- Farmers in the South Rift region are grappling with swarms that could cause major losses and hunger.
The twin effects of the coronavirus epidemic and the desert locust invasion portend a bleak future for the country.
Just when some optimism was beginning to emerge, with the locusts having slowed down in recent weeks, the Covid-19 scourge emerged.
And as the authorities have focused fully on dealing with the epidemic, the locusts are back, wreaking havoc again.
Farmers in the South Rift region are grappling with swarms that could cause major losses and hunger.
In what smacks of an evil conspiracy of natural calamities, some respite in the aerial spraying of the insects due to the coronavirus crisis seems to have created an opening for this fresh onslaught.
Large swarms have been spotted in Nakuru County, and the Samburu County government has also raised the alarm about the pests.
The voracious insects have also been sighted in Laikipia and Nyandarua.
According to experts, this is the heaviest locust infestation in Kenya in 70 years and the worst outbreak in 25 years for Somalia and Ethiopia.

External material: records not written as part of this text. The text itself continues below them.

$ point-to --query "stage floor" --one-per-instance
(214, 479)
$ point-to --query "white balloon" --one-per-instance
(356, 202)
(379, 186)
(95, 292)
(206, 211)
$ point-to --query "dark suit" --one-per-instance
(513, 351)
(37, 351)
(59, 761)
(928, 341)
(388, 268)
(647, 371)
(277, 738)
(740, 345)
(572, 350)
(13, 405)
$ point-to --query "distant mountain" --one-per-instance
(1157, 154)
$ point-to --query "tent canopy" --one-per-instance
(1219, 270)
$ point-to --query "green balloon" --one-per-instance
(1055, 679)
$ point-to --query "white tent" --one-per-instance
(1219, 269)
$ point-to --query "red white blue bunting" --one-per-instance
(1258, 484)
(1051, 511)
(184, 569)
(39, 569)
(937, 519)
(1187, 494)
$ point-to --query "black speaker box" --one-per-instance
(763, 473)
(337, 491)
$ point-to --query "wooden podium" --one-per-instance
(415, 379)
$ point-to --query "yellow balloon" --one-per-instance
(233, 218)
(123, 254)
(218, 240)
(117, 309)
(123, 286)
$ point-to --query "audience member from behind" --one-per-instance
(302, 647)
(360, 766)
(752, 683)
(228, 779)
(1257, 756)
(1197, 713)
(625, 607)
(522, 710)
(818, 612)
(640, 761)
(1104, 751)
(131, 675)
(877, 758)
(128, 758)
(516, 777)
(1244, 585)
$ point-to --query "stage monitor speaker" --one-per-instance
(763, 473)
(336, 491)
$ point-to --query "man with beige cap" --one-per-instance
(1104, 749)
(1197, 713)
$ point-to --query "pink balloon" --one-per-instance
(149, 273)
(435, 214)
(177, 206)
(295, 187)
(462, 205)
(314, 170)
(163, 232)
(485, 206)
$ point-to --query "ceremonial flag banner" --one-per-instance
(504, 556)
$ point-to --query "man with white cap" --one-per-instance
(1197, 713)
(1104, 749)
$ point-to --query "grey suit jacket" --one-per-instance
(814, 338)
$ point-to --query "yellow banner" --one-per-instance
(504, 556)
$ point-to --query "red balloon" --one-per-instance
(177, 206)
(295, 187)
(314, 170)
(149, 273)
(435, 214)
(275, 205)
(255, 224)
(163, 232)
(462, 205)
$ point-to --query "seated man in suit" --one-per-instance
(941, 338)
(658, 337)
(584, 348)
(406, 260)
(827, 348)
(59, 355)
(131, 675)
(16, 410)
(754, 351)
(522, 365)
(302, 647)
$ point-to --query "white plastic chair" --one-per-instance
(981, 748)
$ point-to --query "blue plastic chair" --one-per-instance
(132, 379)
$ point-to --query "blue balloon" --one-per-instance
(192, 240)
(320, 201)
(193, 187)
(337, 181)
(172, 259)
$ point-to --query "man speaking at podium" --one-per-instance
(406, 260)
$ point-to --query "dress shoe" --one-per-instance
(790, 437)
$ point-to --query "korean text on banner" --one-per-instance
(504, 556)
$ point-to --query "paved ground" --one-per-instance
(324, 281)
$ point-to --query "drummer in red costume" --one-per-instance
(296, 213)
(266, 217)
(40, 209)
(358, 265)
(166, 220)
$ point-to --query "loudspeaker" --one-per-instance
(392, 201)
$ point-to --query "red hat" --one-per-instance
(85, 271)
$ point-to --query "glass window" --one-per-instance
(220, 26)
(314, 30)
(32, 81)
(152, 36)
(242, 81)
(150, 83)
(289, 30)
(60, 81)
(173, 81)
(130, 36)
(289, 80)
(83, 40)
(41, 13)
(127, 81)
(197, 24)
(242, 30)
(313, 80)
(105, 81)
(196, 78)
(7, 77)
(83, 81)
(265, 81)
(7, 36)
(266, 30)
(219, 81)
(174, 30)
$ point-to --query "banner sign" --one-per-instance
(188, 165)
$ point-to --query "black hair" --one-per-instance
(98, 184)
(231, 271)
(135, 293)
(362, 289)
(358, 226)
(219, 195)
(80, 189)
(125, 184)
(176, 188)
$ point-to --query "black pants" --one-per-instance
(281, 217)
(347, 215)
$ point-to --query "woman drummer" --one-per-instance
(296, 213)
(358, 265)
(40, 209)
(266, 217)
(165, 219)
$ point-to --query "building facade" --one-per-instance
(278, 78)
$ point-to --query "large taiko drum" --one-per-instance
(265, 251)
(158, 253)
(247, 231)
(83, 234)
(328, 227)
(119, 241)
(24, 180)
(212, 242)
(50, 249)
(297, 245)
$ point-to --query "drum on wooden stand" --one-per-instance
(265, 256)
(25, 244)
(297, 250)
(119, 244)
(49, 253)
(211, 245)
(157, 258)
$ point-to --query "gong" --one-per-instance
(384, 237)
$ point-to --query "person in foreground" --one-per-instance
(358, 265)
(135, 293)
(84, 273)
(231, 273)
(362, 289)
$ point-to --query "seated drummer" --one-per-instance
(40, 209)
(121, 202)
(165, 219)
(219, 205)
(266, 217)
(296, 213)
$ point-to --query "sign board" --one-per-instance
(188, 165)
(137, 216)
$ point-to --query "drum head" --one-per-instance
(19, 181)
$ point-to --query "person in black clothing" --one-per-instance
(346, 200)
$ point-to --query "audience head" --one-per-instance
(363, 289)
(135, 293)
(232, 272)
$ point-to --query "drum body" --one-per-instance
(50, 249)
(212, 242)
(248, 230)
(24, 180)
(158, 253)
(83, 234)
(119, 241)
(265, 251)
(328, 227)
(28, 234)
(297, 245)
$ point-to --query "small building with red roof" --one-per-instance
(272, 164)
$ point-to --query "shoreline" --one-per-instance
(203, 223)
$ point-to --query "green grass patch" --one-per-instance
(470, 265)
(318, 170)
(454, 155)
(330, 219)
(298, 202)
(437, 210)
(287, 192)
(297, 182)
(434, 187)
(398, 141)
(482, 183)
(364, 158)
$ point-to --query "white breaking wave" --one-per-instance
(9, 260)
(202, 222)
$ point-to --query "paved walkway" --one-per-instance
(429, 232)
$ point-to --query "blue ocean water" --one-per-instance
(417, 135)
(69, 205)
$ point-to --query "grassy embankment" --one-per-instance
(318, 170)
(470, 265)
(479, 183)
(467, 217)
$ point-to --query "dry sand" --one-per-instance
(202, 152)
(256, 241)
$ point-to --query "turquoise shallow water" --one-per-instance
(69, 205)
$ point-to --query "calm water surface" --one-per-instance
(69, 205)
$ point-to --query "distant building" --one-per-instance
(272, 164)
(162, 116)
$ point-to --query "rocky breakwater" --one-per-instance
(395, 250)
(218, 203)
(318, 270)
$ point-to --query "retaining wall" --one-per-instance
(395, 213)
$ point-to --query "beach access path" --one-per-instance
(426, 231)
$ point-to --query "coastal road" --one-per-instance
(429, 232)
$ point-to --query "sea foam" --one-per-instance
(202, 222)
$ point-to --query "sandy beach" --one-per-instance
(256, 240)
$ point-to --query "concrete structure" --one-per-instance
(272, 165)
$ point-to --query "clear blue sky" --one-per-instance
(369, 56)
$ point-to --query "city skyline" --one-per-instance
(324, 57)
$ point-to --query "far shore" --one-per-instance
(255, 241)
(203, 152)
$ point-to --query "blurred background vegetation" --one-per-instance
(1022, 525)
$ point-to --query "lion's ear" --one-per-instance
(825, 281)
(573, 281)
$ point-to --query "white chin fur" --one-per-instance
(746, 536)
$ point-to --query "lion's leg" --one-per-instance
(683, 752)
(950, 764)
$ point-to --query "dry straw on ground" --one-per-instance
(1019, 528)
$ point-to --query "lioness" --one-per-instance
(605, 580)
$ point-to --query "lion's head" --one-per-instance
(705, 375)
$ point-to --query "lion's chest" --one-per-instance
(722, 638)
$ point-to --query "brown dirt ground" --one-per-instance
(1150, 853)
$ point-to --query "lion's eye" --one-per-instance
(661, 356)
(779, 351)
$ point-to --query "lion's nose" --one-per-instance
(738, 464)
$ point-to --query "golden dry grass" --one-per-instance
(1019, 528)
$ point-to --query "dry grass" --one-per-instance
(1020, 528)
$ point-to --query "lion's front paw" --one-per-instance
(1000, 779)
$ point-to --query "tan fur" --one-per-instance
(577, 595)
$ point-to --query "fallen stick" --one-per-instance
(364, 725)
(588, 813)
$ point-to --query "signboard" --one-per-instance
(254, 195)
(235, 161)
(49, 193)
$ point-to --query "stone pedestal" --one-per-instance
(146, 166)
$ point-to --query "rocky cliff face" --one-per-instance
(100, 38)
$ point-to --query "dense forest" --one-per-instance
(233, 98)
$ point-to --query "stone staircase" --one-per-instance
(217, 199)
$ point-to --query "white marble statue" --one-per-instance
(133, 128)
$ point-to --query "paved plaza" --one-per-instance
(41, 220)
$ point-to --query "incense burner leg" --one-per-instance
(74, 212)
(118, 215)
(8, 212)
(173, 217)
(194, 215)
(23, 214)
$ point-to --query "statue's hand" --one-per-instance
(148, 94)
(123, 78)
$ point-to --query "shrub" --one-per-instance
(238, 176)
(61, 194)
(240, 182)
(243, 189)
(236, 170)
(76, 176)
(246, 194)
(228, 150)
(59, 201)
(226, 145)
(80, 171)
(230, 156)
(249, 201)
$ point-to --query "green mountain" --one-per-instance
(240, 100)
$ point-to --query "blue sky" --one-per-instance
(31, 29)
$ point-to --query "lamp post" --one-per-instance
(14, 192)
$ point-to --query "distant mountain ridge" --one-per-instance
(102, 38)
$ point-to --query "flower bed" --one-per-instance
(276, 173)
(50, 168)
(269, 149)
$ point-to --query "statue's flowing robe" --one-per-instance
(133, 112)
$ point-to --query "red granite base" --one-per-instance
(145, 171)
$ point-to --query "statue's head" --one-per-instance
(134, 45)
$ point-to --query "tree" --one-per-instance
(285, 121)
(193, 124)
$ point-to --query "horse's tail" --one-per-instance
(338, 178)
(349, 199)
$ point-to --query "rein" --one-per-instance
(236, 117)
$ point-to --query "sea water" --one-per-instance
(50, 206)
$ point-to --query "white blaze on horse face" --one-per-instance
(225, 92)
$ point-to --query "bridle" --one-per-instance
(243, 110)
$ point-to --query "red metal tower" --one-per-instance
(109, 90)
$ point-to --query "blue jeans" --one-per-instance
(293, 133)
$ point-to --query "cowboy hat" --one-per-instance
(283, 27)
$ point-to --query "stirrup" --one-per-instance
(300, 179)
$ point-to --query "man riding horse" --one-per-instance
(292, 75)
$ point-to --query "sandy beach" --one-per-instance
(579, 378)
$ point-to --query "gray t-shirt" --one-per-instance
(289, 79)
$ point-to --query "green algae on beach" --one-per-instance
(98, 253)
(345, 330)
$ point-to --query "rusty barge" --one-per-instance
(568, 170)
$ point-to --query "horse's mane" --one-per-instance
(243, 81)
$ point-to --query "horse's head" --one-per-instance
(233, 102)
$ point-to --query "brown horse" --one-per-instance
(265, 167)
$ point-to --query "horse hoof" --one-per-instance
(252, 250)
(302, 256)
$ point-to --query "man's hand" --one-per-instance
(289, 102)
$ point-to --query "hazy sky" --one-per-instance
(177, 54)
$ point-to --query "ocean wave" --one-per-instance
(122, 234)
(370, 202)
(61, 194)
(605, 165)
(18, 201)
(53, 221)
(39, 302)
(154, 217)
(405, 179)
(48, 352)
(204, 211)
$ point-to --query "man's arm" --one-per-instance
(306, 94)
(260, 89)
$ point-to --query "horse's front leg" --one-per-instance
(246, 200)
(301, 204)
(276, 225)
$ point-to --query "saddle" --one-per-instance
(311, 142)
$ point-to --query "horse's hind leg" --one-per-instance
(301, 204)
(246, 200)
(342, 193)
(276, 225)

By January, data from the UN Food and Agriculture Organisation indicated that nearly 110,000 hectares had been ravaged by the desert locusts in the Horn of Africa.
In mid-February, some 17 Kenyan counties had been affected, with many more under threat if the current swarms are not stopped from laying eggs and producing another generation.
These extremely destructive insects can travel up to 150 kilometres per day and can be quite hard to contain as they devour crops and other vegetation, laying fields bare.
As farmers begin to plant crops in preparation for the long rains from April to June, many fear that a larger, new generation could emerge and wipe out the next harvest.
The spawning of this second generation must be stopped to avert a full-blown crisis.